Untuk kompres kering, gunakan botol mini berisi air hangat yang dilapisi kain, letakkan di atas mata. Metode ini lebih cocok untuk mengompres area yang lebih lebar.

Suhu hangat akan membuat mata anak lebih nyaman, meskipun tidak akan mengusir virus maupun bakteri. 

3. Jangan kucek

Minta anak untuk tidak mengucek matanya. Hal ini untuk mencegah mata semakin merah, semakin gatal maupun perih, juga mencegah risiko penularan. 

4. Tetes mata

Menggunakan air mata buatan maupun tetes mata yang dijual bebas bisa menjadi pilihan, namun konsultasikan terlebih dahulu pada dokter. 

Kapan harus ke dokter?

Jika mata merah tidak membaik dengan sendirinya, makin banyak mengeluarkan kotoran mata, nyeri, lebih sensitif pada cahaya, disertai demam, mata bengkak, dan penglihatan berkurang, segera periksakan ke dokter spesialis mata. 

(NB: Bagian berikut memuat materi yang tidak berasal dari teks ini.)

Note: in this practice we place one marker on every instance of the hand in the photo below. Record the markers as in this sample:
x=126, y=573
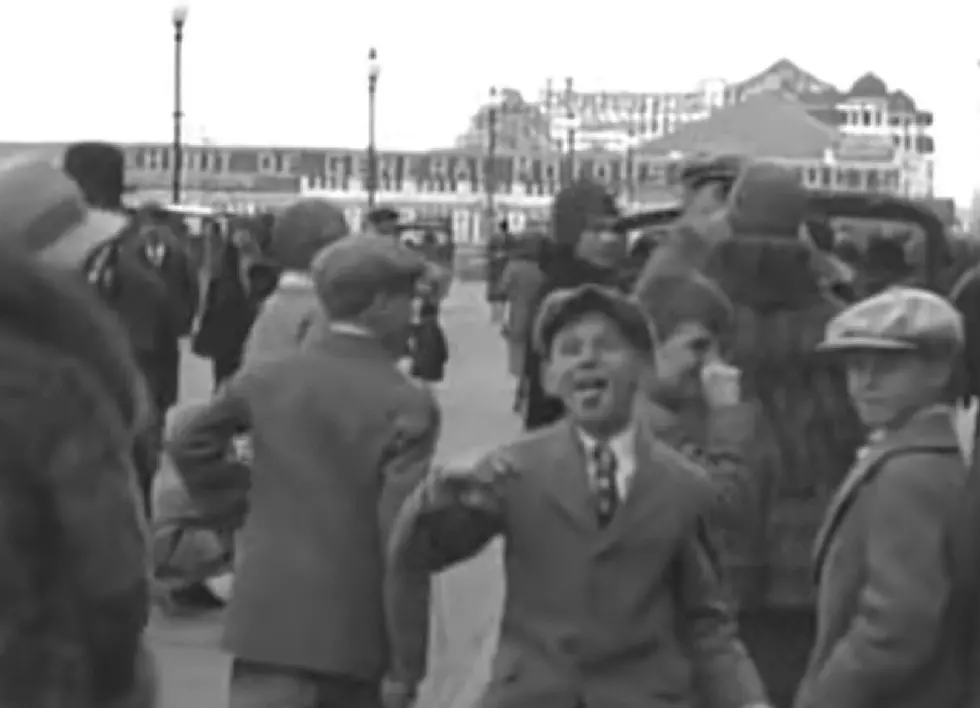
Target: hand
x=396, y=693
x=477, y=487
x=721, y=383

Menggunakan layanan telekonsultasi juga bisa menjadi pilihan.

Baca: Obat yang Paling Sering Diresepkan Dokter ke Anak

Agar mata anak tak mudah merah

Membiasakan anak untuk hidup bersih bisa mencegah mata merah, seperti:

  • Rajin mencuci tangan dengan air sabun
  • Tidak menyentuh dan mengucek mata
  • Tidak bertukar mainan/benda yang digunakan di mata dengan teman, seperti kacamata, mainan topeng, dsb.
  • Tidak menyentuh wajah teman

Meski terlihat sepele, langkah pencegahan di atas harus rajin orang tua ingatkan ke anak, mengingat anak masih sering terlupa apalagi jika asyik bermain.